39 因果応報
私はありがたい事に15歳から寮生活をさせてもらえる環境になったので、それ以降は構いたくてしょうがない両親からは物理的に離れる事が出来たが、お互いの性格はそう簡単に変わることはなかったのだ。
その上お互いが年齢を重ねそういう性格が更に際立ったようにも思う。
とにかくあと3日両親を刺激しないようにという事だけ考えていた。
そしてこれは20代でさんざん心配をかけた報いなのかもしれない。
自分勝手な生き方をしていた両親への償いであり、ここできっちり清算する時なのだろうと腹を括った。

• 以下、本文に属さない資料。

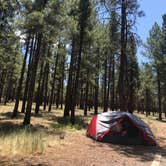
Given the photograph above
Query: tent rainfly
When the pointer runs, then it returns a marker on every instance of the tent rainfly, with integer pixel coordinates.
(121, 128)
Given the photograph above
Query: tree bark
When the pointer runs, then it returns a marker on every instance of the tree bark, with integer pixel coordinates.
(32, 82)
(19, 88)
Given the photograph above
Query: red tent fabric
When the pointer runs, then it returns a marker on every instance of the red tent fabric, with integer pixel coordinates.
(120, 127)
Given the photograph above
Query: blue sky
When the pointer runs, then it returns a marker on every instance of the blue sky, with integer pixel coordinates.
(153, 9)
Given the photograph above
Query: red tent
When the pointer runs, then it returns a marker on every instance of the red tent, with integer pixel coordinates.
(120, 127)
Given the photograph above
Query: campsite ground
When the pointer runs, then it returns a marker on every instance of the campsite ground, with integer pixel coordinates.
(48, 142)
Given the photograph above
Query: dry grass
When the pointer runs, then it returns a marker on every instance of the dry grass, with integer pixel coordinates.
(48, 130)
(22, 141)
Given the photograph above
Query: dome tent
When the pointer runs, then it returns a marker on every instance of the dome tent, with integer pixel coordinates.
(120, 127)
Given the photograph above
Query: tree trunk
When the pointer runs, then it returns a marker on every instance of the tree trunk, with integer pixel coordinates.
(19, 88)
(113, 84)
(53, 83)
(32, 82)
(69, 94)
(38, 97)
(32, 50)
(123, 61)
(86, 97)
(159, 94)
(105, 87)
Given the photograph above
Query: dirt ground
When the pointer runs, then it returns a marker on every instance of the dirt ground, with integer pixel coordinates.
(75, 149)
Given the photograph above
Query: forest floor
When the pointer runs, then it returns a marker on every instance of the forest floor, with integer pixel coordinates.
(55, 144)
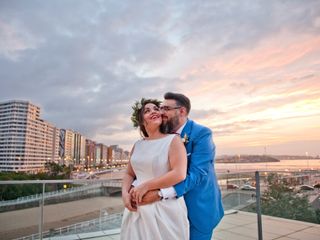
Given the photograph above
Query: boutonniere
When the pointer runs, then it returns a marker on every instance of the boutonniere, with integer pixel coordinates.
(185, 139)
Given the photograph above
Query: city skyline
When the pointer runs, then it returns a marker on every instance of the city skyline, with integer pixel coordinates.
(249, 68)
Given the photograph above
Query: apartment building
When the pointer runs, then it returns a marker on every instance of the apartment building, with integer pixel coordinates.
(27, 142)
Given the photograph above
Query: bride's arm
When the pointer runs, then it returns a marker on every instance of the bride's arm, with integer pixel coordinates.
(127, 180)
(177, 172)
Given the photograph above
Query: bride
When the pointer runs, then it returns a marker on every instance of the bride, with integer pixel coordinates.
(157, 161)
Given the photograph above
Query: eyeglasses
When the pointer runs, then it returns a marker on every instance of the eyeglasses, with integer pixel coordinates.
(168, 108)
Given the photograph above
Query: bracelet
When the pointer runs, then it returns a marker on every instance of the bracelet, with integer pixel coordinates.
(160, 195)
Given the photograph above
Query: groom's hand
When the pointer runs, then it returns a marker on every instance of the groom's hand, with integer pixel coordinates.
(150, 197)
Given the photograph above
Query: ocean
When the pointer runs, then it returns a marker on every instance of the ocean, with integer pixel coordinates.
(283, 165)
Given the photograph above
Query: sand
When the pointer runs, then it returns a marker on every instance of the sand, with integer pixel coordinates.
(25, 222)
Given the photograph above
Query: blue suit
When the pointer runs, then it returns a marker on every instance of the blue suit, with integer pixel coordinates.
(200, 188)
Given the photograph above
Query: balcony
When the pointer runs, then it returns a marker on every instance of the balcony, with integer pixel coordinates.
(92, 209)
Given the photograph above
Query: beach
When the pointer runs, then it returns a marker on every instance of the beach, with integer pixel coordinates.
(25, 222)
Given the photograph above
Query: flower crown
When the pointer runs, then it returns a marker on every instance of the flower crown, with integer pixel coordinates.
(138, 106)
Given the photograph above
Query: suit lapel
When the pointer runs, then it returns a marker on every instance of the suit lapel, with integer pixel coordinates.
(186, 132)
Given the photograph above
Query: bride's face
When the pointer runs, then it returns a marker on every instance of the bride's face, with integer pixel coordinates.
(151, 115)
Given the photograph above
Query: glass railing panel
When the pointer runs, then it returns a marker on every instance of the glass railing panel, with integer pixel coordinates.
(237, 188)
(19, 210)
(290, 194)
(66, 207)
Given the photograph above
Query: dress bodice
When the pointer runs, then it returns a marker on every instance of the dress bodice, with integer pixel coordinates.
(150, 158)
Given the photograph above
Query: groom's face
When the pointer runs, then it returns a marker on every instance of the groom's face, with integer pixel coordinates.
(170, 115)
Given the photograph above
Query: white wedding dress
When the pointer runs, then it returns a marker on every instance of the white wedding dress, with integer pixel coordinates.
(162, 220)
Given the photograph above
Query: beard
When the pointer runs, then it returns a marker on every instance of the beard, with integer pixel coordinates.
(170, 125)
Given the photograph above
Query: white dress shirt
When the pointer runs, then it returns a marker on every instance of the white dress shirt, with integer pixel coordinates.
(168, 193)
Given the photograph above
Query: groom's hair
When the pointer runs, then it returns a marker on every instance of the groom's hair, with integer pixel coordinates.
(180, 99)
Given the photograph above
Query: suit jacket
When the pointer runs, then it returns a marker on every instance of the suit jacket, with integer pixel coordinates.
(200, 188)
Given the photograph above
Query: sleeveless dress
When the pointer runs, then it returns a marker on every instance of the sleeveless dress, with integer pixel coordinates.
(162, 220)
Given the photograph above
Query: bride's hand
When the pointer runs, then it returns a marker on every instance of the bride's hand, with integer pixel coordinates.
(128, 203)
(139, 191)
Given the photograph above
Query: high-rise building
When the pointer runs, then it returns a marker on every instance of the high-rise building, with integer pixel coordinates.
(26, 141)
(101, 154)
(79, 149)
(66, 149)
(90, 153)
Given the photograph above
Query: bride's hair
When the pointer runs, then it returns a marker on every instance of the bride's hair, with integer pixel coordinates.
(137, 114)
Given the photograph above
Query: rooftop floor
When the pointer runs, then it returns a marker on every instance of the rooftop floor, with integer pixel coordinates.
(237, 225)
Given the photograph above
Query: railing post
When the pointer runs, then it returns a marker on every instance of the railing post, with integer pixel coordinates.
(41, 211)
(258, 205)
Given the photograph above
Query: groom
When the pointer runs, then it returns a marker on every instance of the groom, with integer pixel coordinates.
(200, 188)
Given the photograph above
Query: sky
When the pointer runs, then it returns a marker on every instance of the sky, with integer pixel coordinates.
(250, 68)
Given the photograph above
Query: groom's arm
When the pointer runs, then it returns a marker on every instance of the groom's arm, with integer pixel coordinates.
(202, 156)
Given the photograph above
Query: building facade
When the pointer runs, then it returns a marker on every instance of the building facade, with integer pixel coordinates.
(27, 142)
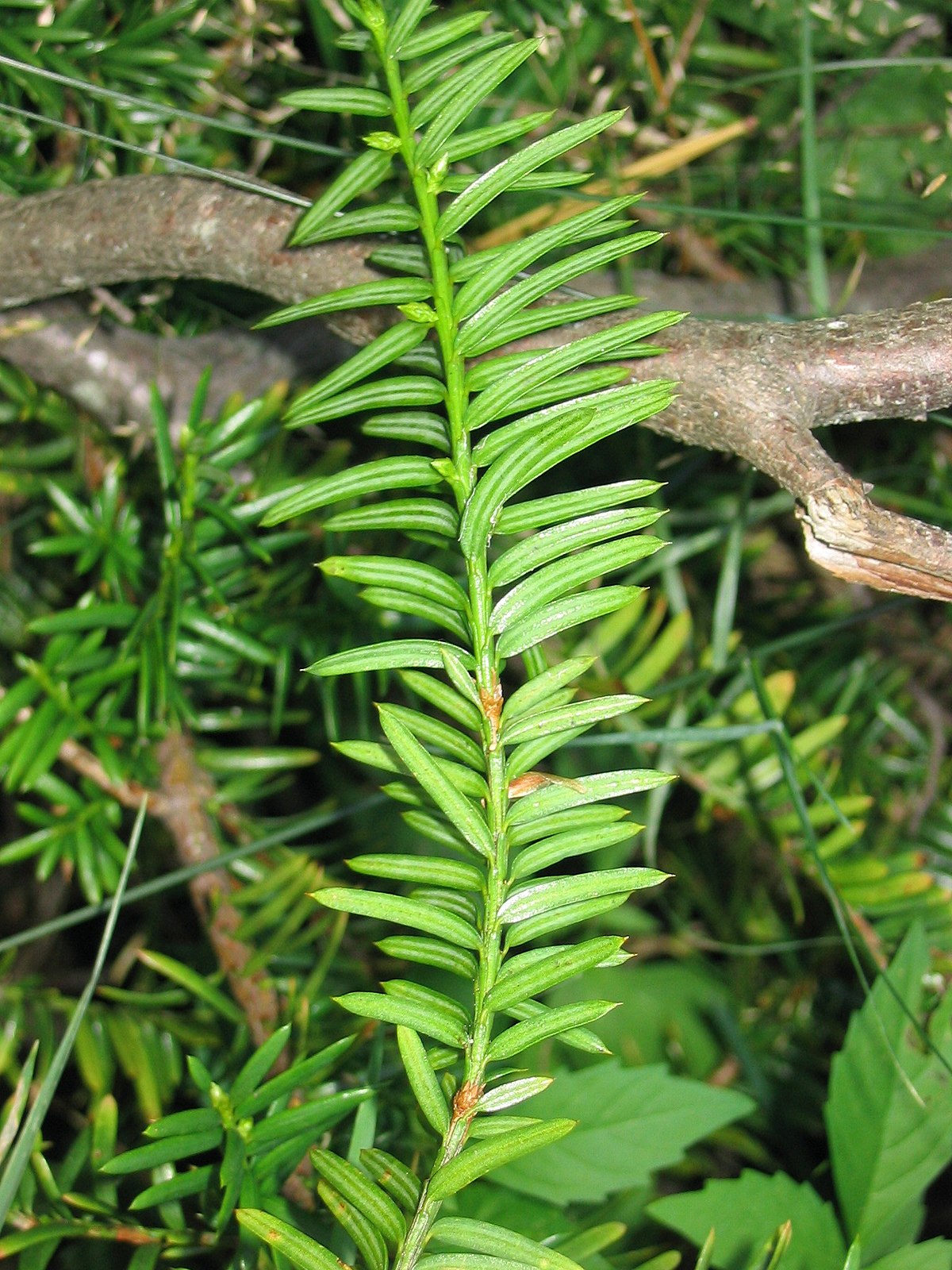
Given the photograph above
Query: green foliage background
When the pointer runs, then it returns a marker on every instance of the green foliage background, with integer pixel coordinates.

実際に自宅で一人で両親の介護を行っている人たちを私は心から尊敬した。
私はとても恵まれた環境にあるのだ、その事には感謝しかない。
なぜなら母はまだ私の事が誰かを理解できているし自力で動く事ができる
父はパーキンソンで身体の自由は制限されるし物事の理解力は鈍いものの、何度かゆっくり説明すれば理解できているようだ
そしてぎりぎりではあるが年金と貯蓄でこの先の人生の安心を買えるのだ。
それは時代背景もあるが彼らが地道にコツコツと生きてきた証である。
しかし現実はきれいごとではないのだ。
日を追うごとに私は疲弊し両親は元気そうにしていた。
私はこの二人にエネルギーを吸い取られているのではないかとさえ思った。
この数日で一気に10歳位老け込んだ気がする。